We will continue to strive for a world class financial system that allocates resources efficiently and encourages the participation of well informed investors, just as it supports New Zealand’s economic productivity.
The development of a more consistent regulatory framework for financial services coupled with the advent of KiwiSaver are significant pillars of this vision, notwithstanding that they also represent some of the most significant changes in the financial sector for many years. I am grateful for all the contributions that businesses have made to these initiatives in recent years, and look forward to resolving any future issues in a similarly cooperative and collaborative manner.
And, speaking of KiwiSaver: I hope none of you have missed the fact that this initiative of the government which aims to improve the savings habit of all New Zealanders was launched earlier this week. I have been encouraged to see the amount of positive comment and coverage it has received not just in the media, but in the workplace and in the street.
So, hopefully KiwiSaver needs little introduction to this audience. Certainly, Andrew ( Leys: the SCC Chair) is very familiar given his invaluable contribution to the original savings product working group that laid much of the ground work for the scheme. I acknowledge Andrew's concerns about employer compulsion, but I don't accept them.
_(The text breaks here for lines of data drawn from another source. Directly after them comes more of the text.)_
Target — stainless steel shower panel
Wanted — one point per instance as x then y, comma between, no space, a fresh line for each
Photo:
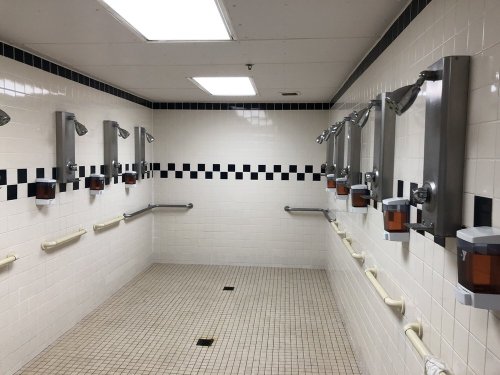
382,176
111,164
65,147
140,151
445,127
353,163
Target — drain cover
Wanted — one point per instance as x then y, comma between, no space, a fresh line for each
205,342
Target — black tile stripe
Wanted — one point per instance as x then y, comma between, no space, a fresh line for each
408,15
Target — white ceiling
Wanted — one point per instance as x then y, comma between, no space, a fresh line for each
309,46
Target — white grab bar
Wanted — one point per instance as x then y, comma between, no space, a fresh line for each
414,333
109,223
358,256
8,260
47,245
371,273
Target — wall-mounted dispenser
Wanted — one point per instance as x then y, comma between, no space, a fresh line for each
66,126
382,175
352,166
396,217
111,132
478,259
130,179
141,136
445,123
45,191
97,183
359,202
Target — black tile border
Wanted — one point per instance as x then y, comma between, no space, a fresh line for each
405,18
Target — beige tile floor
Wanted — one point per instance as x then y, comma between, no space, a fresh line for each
276,321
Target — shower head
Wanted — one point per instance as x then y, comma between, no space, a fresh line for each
150,138
401,100
4,118
121,132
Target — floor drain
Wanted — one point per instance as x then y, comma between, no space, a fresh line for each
205,342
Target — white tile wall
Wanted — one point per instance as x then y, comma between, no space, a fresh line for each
240,221
421,271
43,294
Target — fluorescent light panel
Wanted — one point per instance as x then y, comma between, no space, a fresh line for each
226,86
173,19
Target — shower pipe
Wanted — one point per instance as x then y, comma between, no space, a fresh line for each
47,245
107,224
8,260
414,333
348,244
151,206
302,209
371,273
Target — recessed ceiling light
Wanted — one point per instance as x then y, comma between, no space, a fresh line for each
173,19
226,86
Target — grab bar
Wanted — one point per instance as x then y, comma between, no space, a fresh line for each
109,223
151,206
414,333
371,273
47,245
358,256
9,259
305,209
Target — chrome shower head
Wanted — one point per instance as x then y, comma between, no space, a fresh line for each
4,118
149,138
121,132
402,99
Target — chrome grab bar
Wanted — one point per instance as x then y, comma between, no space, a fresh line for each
151,206
325,212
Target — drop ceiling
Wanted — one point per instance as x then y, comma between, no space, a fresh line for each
295,45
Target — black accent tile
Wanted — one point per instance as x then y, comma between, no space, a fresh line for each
400,188
413,186
22,176
11,192
483,208
32,189
205,342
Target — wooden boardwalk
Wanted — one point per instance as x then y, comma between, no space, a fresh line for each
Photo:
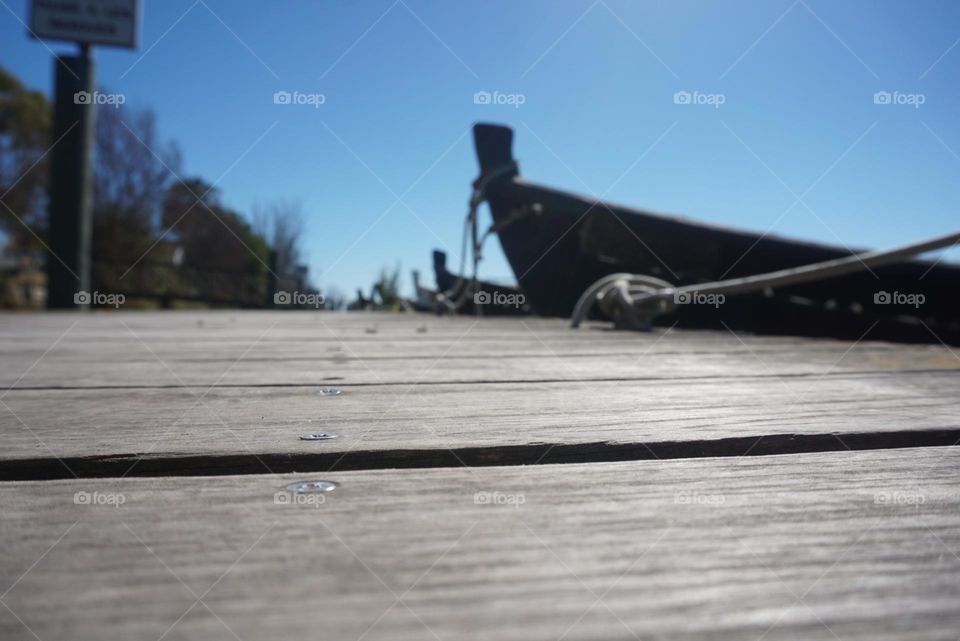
498,479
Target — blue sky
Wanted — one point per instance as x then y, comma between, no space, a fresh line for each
798,144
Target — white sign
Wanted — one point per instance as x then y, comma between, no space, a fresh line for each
103,22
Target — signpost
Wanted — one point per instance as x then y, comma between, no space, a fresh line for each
86,22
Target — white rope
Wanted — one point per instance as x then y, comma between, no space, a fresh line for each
633,300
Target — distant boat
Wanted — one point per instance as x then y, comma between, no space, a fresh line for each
559,243
494,299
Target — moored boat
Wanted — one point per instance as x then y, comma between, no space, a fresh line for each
559,243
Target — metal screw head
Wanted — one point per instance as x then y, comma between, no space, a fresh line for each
321,436
312,487
329,391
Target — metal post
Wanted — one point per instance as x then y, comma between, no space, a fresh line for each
71,158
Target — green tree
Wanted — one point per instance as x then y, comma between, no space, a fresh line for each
25,126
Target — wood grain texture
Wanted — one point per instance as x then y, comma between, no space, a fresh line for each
816,546
164,423
260,349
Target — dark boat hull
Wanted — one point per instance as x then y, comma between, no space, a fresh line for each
558,244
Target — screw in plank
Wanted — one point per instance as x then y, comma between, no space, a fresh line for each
329,391
312,487
321,436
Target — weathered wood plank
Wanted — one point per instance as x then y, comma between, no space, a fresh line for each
157,350
164,423
842,545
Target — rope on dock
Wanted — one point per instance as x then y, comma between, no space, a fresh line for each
634,300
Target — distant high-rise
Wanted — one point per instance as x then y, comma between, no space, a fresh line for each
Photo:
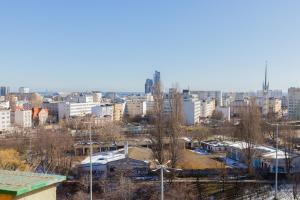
4,90
148,86
156,77
294,103
23,90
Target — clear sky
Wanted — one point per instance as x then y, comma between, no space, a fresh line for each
117,44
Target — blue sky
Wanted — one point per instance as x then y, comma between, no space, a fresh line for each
117,44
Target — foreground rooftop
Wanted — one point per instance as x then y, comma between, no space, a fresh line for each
17,183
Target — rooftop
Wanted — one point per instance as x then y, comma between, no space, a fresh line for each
17,183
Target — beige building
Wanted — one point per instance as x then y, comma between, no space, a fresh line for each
17,185
23,118
4,119
118,112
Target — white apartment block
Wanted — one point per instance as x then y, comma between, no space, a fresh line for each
207,108
23,90
4,119
294,103
97,96
103,110
70,109
275,105
191,110
4,104
136,108
205,95
237,106
225,112
23,118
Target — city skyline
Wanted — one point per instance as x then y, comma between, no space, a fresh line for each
199,45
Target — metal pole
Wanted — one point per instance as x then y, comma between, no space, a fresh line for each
91,166
276,172
162,182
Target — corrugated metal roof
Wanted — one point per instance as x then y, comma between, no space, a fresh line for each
18,183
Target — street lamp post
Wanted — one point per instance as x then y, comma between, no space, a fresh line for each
276,169
162,168
276,174
91,153
91,165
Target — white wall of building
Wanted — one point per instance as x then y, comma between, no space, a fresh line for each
191,111
23,118
225,112
69,109
103,110
207,108
136,108
294,103
4,119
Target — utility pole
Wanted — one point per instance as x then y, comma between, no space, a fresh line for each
276,174
162,168
91,165
276,170
162,183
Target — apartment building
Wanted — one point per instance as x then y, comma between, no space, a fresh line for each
275,105
136,108
205,95
23,118
294,103
103,110
4,119
191,110
70,109
207,108
118,111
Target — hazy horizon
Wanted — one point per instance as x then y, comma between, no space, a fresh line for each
116,46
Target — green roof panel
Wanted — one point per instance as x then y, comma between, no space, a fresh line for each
18,183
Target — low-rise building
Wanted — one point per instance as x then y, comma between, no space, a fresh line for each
69,109
108,164
16,185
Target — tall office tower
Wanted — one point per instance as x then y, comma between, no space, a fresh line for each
23,90
294,103
265,107
4,90
148,86
156,77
Several of our leading businesses have embraced it, paying the full four per cent employer contribution from day one because they want the best for their staff and for New Zealand. The New Zealand Stock Exchange is one of them and the chief executive Mark Weldon is on record as saying the net cost in dollar terms will be far outweighed by the value it brings to talent recruitment and retention. NZX is not alone in recognising this. The same benefits apply to small and medium-sized businesses as to the big companies such as Air New Zealand.
I firmly believe that KiwiSaver will bring about a positive sea change in the nation’s savings behaviour and that this policy will in future years be viewed as a significant piece of progressive legislation that we can all be proud of. The introduction of employer contributions will add further impetus to this trend.
Can I summarise by saying that both KiwiSaver and the decisions regarding the non-bank finance sector reflect the importance that the Labour-led government places on improving New Zealand’s savings and investment environment.
The promotion of a stronger savings culture and the encouragement of greater levels of investment are key themes driving our agenda to transform the economy.
The contribution of savings and investment to a more productive economy, a deeper domestic capital base and a more prosperous and secure retirement future for New Zealanders is something we all acknowledge.
So, thank you again, for your time today. I am sure you will have questions.